Pelaksanaan TC tetap berada di bawah pengawasan langsung Ketua Kwarran Dramaga, Kak Nia Kurniasih, dengan didukung oleh tim penilai andalan yang kompeten. Materi pembekalan meliputi verifikasi portofolio Syarat Kecakapan Umum (SKU) dan Syarat Kecakapan Khusus (SKK), uji hasta karya, hingga simulasi wawancara mental.

Ketua Kwarran menyampaikan bahwa keterlibatan DKR dalam kegiatan ini sangat membantu efektivitas pembinaan. "Kehadiran DKR memastikan proses transfer ilmu berjalan lebih dinamis. Kami ingin mencetak Pramuka Garuda yang tidak hanya unggul secara administrasi, tapi juga memiliki jiwa pengabdian yang kuat di masyarakat," tegasnya.

Melalui sinergi antara pengurus Kwarran, pelatih, dan DKR, Kecamatan Dramaga optimis dapat melahirkan lulusan Pramuka Garuda yang berkualitas dan siap menjadi figur teladan bagi anggota Pramuka lainnya.

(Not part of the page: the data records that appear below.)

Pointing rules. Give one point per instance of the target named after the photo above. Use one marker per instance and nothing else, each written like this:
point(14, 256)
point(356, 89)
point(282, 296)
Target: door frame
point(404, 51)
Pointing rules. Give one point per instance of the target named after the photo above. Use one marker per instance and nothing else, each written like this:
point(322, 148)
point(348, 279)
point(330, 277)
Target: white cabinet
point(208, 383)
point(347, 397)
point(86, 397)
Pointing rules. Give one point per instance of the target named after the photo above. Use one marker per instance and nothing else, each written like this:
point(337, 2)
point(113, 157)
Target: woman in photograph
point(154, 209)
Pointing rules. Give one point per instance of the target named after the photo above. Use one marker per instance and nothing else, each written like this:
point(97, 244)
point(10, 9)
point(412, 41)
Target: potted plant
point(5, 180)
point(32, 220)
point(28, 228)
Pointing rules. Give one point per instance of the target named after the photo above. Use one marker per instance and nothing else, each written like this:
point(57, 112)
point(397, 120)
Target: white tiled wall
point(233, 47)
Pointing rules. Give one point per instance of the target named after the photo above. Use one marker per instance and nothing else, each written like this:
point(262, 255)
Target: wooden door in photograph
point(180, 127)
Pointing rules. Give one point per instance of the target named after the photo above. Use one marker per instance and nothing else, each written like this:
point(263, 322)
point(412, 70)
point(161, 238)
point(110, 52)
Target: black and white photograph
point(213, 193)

Ketua Kwarran Dramaga, Kak Nia Kurniasih, berharap melalui pembinaan ini, para peserta didik tidak hanya mengejar predikat Garuda sebagai simbol prestasi, tetapi benar-benar menjadi sosok teladan yang tangguh di lingkungan sekolah dan masyarakat.

Persiapan "Tapakan Garuda" di wilayah Dramaga ini melibatkan tim penilai yang kompeten, termasuk jajaran pengurus Kwarran seperti Kak Oleh (Ketua Tim Penilai), Kak Tomy (Sekretaris), serta tim teknis di masing-masing golongan. Langkah ini merupakan bagian dari upaya sinergi antara Kwarran dan gugus depan se-Kecamatan Dramaga untuk memastikan kualitas lulusan Pramuka Garuda tahun 2026 tetap unggul.